- Born: 1985 (age 40–41) Birmingham, U.K.
- Style: Visual Art; Drawing; Painting; Animation;
- Website: www.hardeeppandhal.com

= Hardeep Pandhal =

Scottish artist (born 1985)

Hardeep Pandhal is a British visual artist. His drawings, paintings and installations have been exhibited in the UK and internationally.

== Exhibitions, awards and projects ==

Recent solo exhibitions include Ensorcelled English, Goldsmiths CCA, 2020; Confessions of a Thug: Pakiveli, Tramway, Glasgow, 2018; Paranoid Picnic: The Phantom BAME, New Art Exchange and Primary, Nottingham, 2018; Liar Hydrant at Cubitt, London in 2018; Konfessions of a Klabautermann at Gymnasium Gallery, Berwick, commissioned by Berwick Film & Media Art Festival and Berwick Visual Arts in 2017 and Hobson-Jobsonat Collective, Edinburgh in 2015.

He has been selected and nominated for several award programmes including the Film London Jarman Award, 2018; Drawing Room Bursary Award, 2015; the Catlin Art Guide, 2014; Bloomberg New Contemporaries, 2013; and the Glasgow International Open Bursary, where he presented a solo exhibition, Self-Loathing Flashmob at Kelvin Hall, Glasgow, 2018.

Recent groups shows include Is This Tomorrow?, Whitechapel Gallery, London, 2019; Transparency, Edinburgh Printmakers, 2019; Jarman Award Show, UK Tour, 2018; Songs for Sabotage, New Museum Triennial, New York, 2018; Nothing Happens, Twice: Artists Explore Absurdity, Harris Museum, Preston, 2016; and The Vanished Reality, Modern Art Oxford, 2016.

== Early life and education ==

Hardeep Pandhal was born in an Indian family in 1985 in Birmingham.
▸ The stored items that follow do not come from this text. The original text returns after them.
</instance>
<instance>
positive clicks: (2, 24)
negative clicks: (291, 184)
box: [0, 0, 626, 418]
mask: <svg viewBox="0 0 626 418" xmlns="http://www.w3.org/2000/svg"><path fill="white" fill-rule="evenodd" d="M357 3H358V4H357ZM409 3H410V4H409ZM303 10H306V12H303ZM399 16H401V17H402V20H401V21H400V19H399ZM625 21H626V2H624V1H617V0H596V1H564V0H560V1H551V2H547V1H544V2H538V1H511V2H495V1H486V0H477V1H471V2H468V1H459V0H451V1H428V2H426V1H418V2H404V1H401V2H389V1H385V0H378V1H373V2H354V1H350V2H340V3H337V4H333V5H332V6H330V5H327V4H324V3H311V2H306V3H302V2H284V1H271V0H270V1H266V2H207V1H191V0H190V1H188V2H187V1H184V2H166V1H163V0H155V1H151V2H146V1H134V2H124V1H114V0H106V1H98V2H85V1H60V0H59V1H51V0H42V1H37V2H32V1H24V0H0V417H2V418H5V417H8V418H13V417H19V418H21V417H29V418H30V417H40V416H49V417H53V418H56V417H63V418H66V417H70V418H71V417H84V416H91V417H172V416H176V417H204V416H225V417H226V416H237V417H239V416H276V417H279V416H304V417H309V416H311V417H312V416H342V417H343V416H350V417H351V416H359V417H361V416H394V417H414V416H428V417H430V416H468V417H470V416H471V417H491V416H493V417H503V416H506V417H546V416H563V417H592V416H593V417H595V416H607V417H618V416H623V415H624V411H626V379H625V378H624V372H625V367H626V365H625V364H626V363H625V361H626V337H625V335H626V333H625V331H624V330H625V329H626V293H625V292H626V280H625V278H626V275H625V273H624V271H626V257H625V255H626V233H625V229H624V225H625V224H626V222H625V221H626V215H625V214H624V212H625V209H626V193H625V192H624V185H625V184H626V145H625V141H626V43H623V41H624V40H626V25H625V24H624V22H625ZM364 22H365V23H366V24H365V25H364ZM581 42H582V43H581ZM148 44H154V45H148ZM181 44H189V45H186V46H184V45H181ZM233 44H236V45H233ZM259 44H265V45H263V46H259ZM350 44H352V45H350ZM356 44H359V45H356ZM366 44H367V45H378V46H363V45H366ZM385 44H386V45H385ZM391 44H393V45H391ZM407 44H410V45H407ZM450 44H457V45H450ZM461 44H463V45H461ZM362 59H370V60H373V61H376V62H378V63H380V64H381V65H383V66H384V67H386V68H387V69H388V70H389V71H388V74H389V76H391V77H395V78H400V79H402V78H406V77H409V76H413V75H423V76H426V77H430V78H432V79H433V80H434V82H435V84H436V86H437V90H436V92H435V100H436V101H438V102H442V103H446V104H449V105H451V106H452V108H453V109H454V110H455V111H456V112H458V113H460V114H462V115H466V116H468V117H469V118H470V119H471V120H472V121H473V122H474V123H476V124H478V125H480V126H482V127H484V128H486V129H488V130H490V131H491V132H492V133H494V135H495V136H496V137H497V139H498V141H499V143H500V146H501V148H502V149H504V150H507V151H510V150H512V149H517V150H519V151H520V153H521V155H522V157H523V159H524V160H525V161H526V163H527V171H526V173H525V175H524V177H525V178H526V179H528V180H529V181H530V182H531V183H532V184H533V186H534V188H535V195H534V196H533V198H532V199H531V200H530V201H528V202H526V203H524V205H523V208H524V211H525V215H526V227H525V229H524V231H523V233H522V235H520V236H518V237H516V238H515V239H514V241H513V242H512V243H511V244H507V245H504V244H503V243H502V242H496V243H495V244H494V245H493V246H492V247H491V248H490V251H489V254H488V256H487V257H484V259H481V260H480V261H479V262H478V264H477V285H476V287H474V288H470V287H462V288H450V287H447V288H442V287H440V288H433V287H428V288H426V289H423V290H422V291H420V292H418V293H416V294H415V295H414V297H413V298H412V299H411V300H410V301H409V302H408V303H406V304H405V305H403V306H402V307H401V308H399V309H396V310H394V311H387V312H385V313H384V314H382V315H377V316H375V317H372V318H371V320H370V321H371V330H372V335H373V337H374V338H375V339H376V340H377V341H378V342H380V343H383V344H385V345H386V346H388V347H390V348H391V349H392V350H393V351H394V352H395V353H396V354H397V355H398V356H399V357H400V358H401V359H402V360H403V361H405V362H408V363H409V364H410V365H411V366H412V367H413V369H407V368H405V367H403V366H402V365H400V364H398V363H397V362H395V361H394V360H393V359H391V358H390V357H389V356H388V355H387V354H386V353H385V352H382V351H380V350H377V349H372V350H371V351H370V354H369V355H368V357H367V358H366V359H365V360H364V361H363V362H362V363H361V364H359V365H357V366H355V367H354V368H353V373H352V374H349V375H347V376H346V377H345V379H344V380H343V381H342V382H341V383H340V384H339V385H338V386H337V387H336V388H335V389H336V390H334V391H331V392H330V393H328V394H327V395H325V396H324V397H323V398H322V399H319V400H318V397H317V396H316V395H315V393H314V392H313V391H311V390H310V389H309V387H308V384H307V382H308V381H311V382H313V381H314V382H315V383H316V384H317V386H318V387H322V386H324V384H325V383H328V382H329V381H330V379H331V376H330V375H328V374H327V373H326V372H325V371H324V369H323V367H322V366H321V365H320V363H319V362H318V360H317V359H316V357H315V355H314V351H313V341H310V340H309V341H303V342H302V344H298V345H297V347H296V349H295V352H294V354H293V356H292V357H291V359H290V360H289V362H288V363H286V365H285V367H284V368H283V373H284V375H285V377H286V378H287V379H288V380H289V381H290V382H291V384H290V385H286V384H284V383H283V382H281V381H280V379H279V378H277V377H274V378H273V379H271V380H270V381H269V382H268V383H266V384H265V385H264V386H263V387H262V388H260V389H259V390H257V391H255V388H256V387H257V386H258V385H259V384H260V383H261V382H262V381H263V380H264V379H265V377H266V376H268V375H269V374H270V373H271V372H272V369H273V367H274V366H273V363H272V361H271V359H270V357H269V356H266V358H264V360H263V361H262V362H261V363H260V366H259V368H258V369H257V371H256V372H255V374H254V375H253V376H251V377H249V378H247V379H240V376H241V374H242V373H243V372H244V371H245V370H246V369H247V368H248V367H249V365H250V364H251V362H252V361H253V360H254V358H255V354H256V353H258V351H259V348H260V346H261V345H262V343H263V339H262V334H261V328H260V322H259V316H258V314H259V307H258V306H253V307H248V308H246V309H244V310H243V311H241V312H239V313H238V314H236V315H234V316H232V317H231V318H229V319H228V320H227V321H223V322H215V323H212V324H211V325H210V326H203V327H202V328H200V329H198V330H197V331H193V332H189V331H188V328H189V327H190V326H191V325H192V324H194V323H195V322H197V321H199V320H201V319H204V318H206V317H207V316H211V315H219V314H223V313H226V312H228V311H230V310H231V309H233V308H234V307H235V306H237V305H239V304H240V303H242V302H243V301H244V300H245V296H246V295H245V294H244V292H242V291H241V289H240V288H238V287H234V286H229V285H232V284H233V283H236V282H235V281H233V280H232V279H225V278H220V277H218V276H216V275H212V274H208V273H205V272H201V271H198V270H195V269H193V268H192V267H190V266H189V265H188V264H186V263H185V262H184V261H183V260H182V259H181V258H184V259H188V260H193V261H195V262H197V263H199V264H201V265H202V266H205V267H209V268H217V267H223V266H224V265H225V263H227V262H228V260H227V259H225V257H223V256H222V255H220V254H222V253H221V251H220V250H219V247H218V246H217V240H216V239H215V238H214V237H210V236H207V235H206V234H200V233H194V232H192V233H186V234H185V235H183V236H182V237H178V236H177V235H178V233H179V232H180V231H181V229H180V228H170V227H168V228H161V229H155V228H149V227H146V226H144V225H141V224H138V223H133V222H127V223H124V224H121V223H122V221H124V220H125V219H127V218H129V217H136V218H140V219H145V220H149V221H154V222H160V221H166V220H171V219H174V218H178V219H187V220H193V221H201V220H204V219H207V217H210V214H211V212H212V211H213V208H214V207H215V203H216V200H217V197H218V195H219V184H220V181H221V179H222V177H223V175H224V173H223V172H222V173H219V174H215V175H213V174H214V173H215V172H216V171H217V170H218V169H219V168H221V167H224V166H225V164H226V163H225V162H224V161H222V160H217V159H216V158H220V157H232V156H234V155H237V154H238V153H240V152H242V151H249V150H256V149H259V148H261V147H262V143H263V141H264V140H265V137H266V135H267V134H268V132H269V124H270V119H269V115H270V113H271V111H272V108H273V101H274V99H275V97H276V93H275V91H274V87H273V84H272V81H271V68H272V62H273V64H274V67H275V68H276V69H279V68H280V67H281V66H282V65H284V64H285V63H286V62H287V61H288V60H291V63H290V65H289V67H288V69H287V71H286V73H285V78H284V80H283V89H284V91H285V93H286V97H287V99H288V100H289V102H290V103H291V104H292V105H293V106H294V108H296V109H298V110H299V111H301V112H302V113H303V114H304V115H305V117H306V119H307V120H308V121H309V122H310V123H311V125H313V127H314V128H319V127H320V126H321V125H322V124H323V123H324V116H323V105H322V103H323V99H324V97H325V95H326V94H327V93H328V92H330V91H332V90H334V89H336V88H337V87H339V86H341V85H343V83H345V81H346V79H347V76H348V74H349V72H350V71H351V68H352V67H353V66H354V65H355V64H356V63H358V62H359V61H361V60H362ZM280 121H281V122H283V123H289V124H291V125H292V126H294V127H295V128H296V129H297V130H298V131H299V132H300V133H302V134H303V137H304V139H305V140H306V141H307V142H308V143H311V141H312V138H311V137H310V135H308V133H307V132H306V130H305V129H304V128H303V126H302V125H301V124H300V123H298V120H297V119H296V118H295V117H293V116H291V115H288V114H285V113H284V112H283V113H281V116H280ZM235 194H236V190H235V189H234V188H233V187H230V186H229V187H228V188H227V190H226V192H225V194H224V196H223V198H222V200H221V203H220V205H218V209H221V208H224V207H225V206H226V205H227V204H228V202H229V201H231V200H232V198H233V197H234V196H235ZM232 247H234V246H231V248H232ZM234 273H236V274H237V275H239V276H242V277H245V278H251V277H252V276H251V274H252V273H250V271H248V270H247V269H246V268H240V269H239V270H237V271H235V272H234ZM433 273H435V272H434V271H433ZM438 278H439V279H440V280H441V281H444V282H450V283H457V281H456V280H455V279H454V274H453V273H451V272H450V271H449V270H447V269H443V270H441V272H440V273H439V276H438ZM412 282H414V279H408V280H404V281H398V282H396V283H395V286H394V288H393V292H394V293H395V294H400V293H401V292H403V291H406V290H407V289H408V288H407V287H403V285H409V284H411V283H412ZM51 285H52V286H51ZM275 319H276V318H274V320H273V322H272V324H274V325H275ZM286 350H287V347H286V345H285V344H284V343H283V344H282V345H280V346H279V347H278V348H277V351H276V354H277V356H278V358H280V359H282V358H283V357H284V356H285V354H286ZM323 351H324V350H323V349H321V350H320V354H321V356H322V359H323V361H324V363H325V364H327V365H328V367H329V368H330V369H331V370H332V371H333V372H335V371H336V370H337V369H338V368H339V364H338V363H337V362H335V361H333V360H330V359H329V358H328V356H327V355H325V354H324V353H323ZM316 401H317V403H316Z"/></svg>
Pandhal's first language is English while his mother speaks Punjabi, preventing them from being able to communicate verbally with each other. Despite this his parents have supported his work and he has worked with his mother on several projects.

From 2004–07 he studied BA Fine Art at Leeds Metropolitan University (now Leeds Beckett University), Leeds.
He graduated with an MFA from The Glasgow School of Art in 2013, supported by a Leverhulme scholarship.